589 N.E.2d 68, 68 Ohio App. 3d 497, 1990 Ohio App. LEXIS 3049
CourtOhio Court of Appeals
DecidedJuly 9, 1990
DocketNo. 600.
StatusPublished
Cited by15 cases

This text of 589 N.E.2d 68 (State, Ex Rel. Gill v. Winters) is published on Counsel Stack Legal Research, covering Ohio Court of Appeals primary law. Counsel Stack provides free access to over 12 million legal documents including statutes, case law, regulations, and constitutions.

Bluebook
State, Ex Rel. Gill v. Winters, 589 N.E.2d 68, 68 Ohio App. 3d 497, 1990 Ohio App. LEXIS 3049 (Ohio Ct. App. 1990).

Opinion

*499 Harsha, Judge.

This case has a long and tortured history before this court. 1 Now at issue is an appeal and cross-appeal from a judgment entered by the Jackson County *500 Court of Common Pleas, on remand from this court, finding that Daniel W. Gill, appellant, was not entitled to damages from Hibert Winters, appellee, in his capacity as Mayor of the city of Wellston, Ohio, notwithstanding Winters’s failure to appoint Gill to the position of Second Assistant Fire Chief. We affirm the judgment but upon a different rationale from that utilized by the trial court.

Appellant assigns the following errors:

“I. The trial court committed reversible error in that its decision of November 2,1988, was contrary to law and abused its discretion in refusing to join necessary parties to the action.
“II. The trial court committed reversible error in that its decision of November 2, 1988, was contrary to law and an abuse of its discretion in refusing to grant the plaintiff-relator attorney fees.”

Appellee assigns the following errors on his cross-appeal:

“I. The learned trial judge erred in finding that the plaintiff-relator, Daniel W. Gill, sustained damages that included back wages, pension benefits, and interest thereon.
“II. The learned trial judge erred in refusing to consider depreciation as income in mitigation of damages.”

On December 17, 1985, appellant sought and was granted a peremptory writ of mandamus ordering the Mayor of Wellston to appoint him Second Assistant Fire Chief. Two previous appeals preceded this review by our court. Upon a second remand on May 2, 1988, the trial court was instructed to conduct a hearing on damages. On July 11, 1988, appellee filed a memorandum on damages, arguing that damages did not include back pay because benefits did not accrue until an appointment was made and that damages could not be *501 awarded since appellant never sued the city of Wellston or any city officer other than the mayor. On July 11, 1988, appellant also filed answers to appellee’s request for admissions, which included his admissions that he never sued either the city of Wellston or any official or officer of the city besides the mayor. In appellant’s answers to appellee’s interrogatories, appellant stated that his damages consisted of wages, interest, and retirement benefits relating to the period from when he should have been appointed pursuant to the peremptory writ of mandamus, i.e., November 14, 1985, until the date he was appointed to the fire department position, i.e., July 8, 1987. Appellant further claimed approximately $5,000 in attorney fees. On August 3, 1988, appellee filed a motion for summary judgment, again reiterating the argument that only the mayor had been made a party to the action.
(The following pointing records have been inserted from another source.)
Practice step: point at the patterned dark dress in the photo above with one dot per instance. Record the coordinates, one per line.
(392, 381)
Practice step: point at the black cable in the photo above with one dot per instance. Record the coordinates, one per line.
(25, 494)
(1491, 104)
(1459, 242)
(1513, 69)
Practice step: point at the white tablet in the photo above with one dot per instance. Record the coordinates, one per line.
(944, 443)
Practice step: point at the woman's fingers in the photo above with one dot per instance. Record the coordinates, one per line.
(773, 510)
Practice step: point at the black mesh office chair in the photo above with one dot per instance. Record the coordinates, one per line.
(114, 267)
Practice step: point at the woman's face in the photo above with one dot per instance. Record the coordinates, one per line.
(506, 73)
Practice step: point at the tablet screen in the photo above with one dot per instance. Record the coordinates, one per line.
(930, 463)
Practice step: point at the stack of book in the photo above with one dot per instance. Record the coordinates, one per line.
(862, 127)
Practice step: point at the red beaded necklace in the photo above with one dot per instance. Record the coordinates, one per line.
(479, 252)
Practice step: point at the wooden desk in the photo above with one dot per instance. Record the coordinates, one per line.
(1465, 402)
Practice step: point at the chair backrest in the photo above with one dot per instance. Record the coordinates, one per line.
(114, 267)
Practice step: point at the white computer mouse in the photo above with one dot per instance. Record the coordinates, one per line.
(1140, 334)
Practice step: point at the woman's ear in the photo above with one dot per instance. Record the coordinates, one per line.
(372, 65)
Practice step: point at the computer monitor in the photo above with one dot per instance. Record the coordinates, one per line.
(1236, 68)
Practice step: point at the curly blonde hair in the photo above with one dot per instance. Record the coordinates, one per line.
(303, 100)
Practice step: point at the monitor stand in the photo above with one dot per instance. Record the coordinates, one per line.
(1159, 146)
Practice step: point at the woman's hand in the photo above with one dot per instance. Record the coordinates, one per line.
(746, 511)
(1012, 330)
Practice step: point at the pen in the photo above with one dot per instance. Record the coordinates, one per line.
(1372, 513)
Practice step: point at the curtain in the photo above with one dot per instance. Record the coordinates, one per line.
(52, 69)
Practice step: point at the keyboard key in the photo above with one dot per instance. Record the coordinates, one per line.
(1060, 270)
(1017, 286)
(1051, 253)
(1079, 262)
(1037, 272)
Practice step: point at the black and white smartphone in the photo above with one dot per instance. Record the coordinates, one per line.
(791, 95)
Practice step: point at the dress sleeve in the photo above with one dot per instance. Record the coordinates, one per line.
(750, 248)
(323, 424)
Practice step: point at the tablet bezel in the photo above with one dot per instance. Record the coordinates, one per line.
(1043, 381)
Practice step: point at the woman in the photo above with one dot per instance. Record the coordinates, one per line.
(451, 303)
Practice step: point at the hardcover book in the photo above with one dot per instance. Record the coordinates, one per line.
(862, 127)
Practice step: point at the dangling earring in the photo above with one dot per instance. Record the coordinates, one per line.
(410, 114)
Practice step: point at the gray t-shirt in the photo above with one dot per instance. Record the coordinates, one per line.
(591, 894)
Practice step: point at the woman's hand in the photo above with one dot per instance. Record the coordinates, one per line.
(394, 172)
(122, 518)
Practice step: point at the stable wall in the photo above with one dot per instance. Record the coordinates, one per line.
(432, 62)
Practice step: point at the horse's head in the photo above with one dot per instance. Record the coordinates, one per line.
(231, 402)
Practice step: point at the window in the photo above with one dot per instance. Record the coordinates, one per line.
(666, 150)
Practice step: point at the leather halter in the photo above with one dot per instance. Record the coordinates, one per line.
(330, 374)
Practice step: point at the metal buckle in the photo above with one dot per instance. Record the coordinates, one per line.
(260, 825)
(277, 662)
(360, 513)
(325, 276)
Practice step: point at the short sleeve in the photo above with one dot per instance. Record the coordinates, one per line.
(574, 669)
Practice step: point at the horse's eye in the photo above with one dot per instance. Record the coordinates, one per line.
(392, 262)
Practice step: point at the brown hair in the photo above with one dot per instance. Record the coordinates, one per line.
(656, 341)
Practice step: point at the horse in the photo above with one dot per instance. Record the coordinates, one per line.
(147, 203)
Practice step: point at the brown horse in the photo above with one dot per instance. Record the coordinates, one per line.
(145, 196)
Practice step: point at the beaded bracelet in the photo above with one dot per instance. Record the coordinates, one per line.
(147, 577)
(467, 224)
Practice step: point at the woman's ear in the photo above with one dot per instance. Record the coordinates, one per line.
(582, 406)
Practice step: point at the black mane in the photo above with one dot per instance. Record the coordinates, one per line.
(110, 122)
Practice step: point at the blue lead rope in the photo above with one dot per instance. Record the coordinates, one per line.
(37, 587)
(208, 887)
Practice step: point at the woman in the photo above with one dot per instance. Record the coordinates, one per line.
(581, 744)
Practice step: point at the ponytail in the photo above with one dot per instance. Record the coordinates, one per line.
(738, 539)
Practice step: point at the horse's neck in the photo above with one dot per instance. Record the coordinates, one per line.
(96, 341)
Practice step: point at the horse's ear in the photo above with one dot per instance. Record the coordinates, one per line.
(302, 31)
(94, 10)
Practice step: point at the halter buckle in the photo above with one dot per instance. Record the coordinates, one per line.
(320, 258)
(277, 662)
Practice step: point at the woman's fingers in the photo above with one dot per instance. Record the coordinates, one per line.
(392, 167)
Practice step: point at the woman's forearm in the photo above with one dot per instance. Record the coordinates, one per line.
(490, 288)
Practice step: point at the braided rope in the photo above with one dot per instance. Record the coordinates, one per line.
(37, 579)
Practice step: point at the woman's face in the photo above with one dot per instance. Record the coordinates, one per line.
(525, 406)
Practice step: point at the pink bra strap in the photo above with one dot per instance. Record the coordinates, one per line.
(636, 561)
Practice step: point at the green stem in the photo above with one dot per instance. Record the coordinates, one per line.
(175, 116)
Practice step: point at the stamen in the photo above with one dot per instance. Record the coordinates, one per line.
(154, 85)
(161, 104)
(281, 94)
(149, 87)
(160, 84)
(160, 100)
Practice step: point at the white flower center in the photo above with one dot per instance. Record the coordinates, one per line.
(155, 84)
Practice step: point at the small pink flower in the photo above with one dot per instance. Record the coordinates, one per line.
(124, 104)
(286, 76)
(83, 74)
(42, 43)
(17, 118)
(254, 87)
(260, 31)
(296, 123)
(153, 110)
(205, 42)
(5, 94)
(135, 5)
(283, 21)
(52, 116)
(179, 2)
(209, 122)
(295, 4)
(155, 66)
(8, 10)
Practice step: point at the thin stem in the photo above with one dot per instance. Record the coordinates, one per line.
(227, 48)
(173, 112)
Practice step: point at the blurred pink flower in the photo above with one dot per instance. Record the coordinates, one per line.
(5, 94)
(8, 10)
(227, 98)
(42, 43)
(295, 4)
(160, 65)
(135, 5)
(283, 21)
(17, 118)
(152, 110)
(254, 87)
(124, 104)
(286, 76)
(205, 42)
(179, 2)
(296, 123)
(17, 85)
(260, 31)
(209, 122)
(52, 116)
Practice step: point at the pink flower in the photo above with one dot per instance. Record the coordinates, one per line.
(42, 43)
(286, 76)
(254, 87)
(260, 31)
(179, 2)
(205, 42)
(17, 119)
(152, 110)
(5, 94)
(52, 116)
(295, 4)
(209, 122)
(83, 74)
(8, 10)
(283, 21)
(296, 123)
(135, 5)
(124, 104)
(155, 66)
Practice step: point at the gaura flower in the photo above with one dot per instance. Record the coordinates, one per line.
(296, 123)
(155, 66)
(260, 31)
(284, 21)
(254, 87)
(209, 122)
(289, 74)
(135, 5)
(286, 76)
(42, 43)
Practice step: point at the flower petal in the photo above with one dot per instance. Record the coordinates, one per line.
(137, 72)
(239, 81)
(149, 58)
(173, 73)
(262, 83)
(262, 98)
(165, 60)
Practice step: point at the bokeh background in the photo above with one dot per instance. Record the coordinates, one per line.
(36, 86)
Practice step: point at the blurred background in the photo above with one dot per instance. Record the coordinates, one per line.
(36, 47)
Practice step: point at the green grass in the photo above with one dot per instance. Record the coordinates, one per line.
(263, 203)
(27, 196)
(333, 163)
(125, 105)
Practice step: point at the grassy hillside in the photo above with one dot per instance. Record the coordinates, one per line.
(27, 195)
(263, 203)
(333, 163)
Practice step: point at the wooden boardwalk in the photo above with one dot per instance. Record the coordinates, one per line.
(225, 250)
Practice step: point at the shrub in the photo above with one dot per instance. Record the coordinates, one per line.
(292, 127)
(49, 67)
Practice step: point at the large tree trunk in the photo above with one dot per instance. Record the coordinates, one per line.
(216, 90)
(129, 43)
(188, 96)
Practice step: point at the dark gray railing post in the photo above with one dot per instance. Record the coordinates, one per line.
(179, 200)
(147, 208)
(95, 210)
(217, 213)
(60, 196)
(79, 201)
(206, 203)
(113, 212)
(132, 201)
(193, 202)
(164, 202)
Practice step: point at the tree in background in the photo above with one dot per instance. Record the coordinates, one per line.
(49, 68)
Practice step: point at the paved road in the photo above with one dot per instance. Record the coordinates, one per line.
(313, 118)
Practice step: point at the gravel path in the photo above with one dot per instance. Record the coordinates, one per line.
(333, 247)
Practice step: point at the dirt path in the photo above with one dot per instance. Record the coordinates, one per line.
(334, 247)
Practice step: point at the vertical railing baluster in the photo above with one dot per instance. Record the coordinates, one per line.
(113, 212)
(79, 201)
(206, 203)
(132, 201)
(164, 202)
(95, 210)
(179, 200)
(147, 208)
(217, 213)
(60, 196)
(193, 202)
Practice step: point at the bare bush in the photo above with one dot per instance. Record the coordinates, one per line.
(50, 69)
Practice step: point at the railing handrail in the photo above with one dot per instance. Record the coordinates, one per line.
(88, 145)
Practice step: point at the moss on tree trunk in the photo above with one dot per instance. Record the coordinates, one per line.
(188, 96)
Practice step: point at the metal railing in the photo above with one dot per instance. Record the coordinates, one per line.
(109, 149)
On August 5 and September 28, 1988, a hearing was held before the trial court. During the hearing, appellee moved to dismiss the action pursuant to Civ.R. 12(B)(7) on the basis that appellant had failed to join necessary parties, i.e., the city of Wellston. On October 12, 1988, appellant filed a brief on damages, asserting therein, in pertinent part, as follows:

“From the very beginning this action has been defended by the Law Director for the City of Wellston. Regardless who the Mayor has been, and regardless of who the Law Director has been, the action has been defended by the person serving in that capacity as well as the prior Law Director continuing to defend the action. Clearly, the City cannot say they have received no notice of this action and that it would be unjust to join them at this point if the Court, in its determination, feels that the City should be joined.
({ * * *
“[I]f the Court in its discretion feels that pursuant to Civ.R. 19 * * * the City of Wellston, Auditor of Wellston, Treasurer of Wellston, Law Director of Wellston, or Public Service Director of Wellston, are parties who are needed for the just adjudication of this hearing, the Court has the full power to join that person.”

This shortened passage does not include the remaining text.